The polarity regulator Scribble is involved in establishing and maintaining apical-basal polarity in epithelial cells, and was first identified as a neoplastic tumour suppressor in Drosophila. Data from cell lines and primary tissue samples suggest altered expression and/or mislocalisation of Scribble is important in tumorigenesis. Mislocalisation of SCRIB in human prostate cancer correlates with poor survival, indicating that correct localisation of Scribble is important for its function. Scribble is a membrane-associated LAP protein, and contains both leucine rich repeat (LRR) and PDZ domains. While there are many known Scribble binding partners, including other polarity regulators and many cytoskeletal, junctional and signaling proteins, the precise size and composition of the Scribble complex remains poorly understood.

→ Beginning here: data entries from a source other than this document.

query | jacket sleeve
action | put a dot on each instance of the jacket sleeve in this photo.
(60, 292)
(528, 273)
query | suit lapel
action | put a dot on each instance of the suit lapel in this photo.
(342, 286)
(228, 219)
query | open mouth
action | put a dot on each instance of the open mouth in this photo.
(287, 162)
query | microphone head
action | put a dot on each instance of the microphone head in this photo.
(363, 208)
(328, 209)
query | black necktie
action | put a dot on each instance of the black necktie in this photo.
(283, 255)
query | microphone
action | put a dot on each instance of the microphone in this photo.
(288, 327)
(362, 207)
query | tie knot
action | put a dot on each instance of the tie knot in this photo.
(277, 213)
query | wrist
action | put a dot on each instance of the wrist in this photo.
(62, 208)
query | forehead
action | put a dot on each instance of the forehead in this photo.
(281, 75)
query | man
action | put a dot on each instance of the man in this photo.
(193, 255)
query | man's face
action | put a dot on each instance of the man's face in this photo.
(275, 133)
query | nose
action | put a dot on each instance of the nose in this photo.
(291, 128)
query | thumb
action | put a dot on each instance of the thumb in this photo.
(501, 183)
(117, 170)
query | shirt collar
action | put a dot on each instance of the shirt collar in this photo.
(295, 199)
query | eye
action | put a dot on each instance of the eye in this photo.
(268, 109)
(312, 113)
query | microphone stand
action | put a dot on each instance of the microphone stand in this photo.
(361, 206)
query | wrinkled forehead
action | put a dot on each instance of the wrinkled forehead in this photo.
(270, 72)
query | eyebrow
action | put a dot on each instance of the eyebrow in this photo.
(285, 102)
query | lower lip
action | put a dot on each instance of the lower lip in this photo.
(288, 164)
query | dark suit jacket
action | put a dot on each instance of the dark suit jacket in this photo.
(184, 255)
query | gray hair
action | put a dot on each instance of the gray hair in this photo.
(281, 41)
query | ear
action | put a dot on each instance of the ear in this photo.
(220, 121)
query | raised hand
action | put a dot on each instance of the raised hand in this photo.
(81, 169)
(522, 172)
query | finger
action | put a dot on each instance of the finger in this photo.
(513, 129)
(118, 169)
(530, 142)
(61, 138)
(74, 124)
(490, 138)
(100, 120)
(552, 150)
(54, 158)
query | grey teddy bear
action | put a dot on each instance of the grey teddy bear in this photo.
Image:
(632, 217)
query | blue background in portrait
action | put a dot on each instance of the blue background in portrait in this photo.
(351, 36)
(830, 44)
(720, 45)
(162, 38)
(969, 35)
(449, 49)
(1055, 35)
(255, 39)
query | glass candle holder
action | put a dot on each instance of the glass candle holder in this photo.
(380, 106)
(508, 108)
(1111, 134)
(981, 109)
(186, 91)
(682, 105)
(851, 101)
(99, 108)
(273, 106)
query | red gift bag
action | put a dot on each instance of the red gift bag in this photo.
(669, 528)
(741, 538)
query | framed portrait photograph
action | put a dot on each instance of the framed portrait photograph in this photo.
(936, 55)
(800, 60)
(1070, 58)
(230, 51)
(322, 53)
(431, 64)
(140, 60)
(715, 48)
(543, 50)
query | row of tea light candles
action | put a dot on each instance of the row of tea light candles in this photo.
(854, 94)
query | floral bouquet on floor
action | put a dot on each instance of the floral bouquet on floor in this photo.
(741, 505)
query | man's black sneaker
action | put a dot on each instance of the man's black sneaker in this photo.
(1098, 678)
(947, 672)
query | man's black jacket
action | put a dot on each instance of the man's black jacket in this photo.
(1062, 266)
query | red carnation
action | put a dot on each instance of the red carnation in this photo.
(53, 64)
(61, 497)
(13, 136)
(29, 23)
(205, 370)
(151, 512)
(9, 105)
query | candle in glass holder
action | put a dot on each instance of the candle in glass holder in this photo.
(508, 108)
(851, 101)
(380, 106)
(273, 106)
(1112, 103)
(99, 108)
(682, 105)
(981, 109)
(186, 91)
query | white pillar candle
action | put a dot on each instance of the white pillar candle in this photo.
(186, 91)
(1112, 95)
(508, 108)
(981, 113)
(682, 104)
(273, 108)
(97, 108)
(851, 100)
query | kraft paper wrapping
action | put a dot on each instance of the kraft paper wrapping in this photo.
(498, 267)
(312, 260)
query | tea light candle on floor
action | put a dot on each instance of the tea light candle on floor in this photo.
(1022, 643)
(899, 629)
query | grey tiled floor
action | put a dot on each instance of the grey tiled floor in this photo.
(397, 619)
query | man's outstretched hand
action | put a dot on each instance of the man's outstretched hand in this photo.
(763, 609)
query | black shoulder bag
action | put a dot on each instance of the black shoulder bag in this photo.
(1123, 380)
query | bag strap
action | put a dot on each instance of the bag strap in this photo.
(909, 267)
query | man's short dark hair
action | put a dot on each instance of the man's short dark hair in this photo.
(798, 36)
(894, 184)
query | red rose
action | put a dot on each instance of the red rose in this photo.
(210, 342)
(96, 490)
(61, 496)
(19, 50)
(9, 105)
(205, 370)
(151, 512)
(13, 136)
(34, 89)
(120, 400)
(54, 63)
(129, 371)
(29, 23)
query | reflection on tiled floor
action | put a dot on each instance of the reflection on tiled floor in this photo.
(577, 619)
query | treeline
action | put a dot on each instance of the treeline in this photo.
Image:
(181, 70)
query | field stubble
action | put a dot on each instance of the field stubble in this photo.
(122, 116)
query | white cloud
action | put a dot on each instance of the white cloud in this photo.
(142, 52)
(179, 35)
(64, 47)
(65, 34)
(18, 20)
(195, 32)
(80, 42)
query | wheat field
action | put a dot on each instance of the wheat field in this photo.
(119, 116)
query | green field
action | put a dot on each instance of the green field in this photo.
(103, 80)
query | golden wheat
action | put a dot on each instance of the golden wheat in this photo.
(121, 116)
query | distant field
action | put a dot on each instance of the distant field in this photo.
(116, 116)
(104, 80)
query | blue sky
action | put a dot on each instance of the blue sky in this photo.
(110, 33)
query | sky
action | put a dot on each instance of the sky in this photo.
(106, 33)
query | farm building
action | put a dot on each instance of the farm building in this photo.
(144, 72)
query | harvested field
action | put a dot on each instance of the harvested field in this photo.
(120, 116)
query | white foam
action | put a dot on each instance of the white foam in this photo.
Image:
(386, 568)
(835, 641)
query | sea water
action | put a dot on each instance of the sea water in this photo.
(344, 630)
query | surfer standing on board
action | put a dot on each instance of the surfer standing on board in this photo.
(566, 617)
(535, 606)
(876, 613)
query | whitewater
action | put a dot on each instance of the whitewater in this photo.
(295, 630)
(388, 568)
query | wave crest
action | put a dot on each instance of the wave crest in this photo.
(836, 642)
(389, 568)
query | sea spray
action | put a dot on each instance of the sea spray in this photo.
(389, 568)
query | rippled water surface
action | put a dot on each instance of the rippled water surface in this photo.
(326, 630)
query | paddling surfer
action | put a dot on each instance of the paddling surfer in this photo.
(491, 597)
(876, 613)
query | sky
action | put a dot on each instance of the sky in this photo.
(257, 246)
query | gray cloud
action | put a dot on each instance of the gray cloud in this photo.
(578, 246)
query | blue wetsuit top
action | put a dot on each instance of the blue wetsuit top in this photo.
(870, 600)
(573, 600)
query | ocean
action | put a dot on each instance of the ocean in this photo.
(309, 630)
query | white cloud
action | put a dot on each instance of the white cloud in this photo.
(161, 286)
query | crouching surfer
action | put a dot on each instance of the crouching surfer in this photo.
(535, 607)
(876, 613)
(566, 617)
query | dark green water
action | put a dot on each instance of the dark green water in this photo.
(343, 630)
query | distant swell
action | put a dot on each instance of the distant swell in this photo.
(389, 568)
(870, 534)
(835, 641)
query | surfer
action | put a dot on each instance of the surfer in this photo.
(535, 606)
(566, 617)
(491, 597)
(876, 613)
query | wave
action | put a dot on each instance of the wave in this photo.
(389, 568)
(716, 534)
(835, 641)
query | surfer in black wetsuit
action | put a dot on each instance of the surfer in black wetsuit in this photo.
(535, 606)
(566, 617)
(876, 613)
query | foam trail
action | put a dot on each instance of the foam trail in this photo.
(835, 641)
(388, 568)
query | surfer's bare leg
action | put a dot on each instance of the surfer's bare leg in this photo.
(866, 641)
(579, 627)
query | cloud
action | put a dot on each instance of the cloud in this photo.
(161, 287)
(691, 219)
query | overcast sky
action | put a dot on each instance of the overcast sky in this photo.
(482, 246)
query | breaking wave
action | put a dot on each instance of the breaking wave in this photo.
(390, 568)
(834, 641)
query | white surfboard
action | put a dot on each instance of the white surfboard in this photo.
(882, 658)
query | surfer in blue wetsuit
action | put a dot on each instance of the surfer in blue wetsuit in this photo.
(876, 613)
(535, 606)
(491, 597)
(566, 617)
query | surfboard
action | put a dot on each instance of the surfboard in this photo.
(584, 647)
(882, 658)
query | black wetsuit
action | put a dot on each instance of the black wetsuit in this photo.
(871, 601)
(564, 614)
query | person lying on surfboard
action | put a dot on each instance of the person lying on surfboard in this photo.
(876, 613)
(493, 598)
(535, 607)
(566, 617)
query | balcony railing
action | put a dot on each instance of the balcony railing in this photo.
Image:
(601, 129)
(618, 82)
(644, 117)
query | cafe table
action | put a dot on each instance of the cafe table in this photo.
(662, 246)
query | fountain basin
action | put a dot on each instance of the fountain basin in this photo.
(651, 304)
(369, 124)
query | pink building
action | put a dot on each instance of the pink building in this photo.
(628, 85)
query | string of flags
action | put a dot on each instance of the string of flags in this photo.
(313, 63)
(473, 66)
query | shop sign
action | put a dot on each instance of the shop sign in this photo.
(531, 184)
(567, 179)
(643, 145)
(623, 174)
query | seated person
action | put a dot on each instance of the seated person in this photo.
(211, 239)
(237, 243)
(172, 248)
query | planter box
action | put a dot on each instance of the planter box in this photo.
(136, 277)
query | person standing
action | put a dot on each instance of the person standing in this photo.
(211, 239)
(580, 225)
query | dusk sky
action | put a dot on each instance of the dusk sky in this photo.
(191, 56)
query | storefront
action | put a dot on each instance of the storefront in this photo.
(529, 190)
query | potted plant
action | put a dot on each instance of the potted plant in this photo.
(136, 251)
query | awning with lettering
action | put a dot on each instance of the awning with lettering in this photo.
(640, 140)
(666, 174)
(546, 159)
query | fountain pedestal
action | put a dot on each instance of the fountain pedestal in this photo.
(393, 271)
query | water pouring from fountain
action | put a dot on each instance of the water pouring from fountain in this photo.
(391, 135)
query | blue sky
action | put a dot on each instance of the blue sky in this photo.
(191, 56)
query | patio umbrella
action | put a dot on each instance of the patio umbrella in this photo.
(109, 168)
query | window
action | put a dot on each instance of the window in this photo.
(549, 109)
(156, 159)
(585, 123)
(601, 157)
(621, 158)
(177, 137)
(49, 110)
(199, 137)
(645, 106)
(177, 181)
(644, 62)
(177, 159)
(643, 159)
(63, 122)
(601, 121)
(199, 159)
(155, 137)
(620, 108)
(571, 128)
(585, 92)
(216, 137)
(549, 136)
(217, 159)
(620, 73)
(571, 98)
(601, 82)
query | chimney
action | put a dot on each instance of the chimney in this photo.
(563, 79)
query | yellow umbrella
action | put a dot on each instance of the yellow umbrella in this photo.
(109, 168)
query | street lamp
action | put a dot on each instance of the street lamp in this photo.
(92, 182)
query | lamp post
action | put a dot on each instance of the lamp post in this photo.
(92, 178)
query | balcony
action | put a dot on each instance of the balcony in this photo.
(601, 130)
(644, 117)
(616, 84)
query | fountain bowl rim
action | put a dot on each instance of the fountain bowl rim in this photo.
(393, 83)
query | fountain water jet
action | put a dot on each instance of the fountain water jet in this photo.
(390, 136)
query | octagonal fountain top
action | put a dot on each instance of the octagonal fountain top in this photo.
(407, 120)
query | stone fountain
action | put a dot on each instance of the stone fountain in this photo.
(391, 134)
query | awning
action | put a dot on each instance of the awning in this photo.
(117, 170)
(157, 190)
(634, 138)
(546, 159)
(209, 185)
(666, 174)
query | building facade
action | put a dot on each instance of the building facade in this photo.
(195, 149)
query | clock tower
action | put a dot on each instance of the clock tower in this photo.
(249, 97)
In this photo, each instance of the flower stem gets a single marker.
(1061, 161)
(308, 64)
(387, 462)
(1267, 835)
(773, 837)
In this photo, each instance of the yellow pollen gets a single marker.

We have generated a number of tagged Scribble mutant constructs, containing different domains of the protein. Using biochemical techniques and cellular assays we aim to determine the composition of the Scribble protein complex, and identify regions of the protein most important for its localisation and function. We have shown through co-immunoprecipitations and GST pulldowns that Scribble is able to interact with itself to form a dimer. Size exclusion chromatography indicates Scribble is part of a large complex of >700kDa, which is likely to contain a Scribble dimer and other Scribble binding proteins such as β-pix and β-catenin. Scribble’s LRR domain is required for dimerisation, and is also essential for correct membrane localisation.
Future studies include using FRET to determine the composition of the Scribble complex in a cellular context. We are also investigating spontaneously occurring Scribble mutations from human patients to determine whether these deleteriously affect Scribble complex formation, localisation or function. Determining the functional composition of the Scribble complex and how this is altered in different cellular contexts will enable us to further unravel the mechanism by which Scribble contributes to tumorigenesis.